Recently, Harris was skewered in Salon, as he’s been skewered everywhere else — his Ezra Klein interview made his inadequacy obvious, and that weird exchange with Bruce Schneier in which he just waved away the words of an internationally known security expert so he could continue to support racial profiling exposed his racism. This story just sums up everything we already knew.
But over time, Harris withdrew from expressing his opinions through platforms designed to ensure a minimum level of intellectual integrity. He began blogging and then started an enormously popular podcast, his principal medium for the past seven years. He stopped publishing peer-reviewed research papers. He opted not to submit articles to media outlets that imposed some editorial control over what they publish. Instead, he created a small media empire that enabled him to say whatever he wants, whether or not the message is misleading, the claims are factually erroneous, the reasoning is fallacious and so on. In other words, he figured out a way to bypass intellectual accountability — to opine as much as he wants about topics he doesn’t understand without peer-review, editorial oversight or other quality-control measures.

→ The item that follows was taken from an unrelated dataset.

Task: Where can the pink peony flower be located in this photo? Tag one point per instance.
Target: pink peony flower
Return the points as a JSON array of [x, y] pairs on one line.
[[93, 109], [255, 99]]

Like Trump, Harris seems wholly uninterested in getting things right. He claims to care about intellectual honesty and good scholarship, yet he consistently spouts misinformation on his podcast that could easily be corrected if only he were to engage — sincerely, and in good faith — those who disagree with him (very often actual experts on the topics of racism, feminism, social justice and so on). Indeed, so far as I can tell, Harris has become one of the greatest sources of misinformation on social justice issues in the United States today. His contribution to scientific racism — his boosting the visibility of claims like Black people are almost certainly dumber than white people for genetic reasons — will no doubt be one of his greatest, and darkest, legacies.
There’s good news and bad news here, though. The bad news is that yes, he’s a terrible, shallow person with a large audience — he’s sharing a niche with Joe Rogan — who promotes bad information. The good news is that over the years he has retreated into his own personal safe space, a hug box for racists.
Years ago when we were both on the atheist conference circuit (on different tiers, he was the high-priced speaker who demanded a security detail, I was the guy who was happy to be there and didn’t charge a fee), he was annoyingly ubiquitous. You couldn’t escape him. He was at every con, he was in every atheist magazine, I’d turn around and there he’d be with a big guy in a dark suit and sunglasses, glowering.
But now he’s got his podcast and a dedicated fan base, and I haven’t seen him or read anything by him in ages. You have to make an effort to find him and listen to his words, and I don’t, so that’s nice. I picture him as an unpleasant cyst that has become encapsulated in fibrous connective tissue, still there and it still hurts when you poke at it, but at least it’s not oozing pus all over everything else anymore. We should probably get it removed surgically some day.
Oh, jeez, remember when every time you pointed out some racist, stupid thing Harris said, there’d be some slimy fan boy showing up in the comments to complain that you’d taken him out of context? Let’s hope those days are over.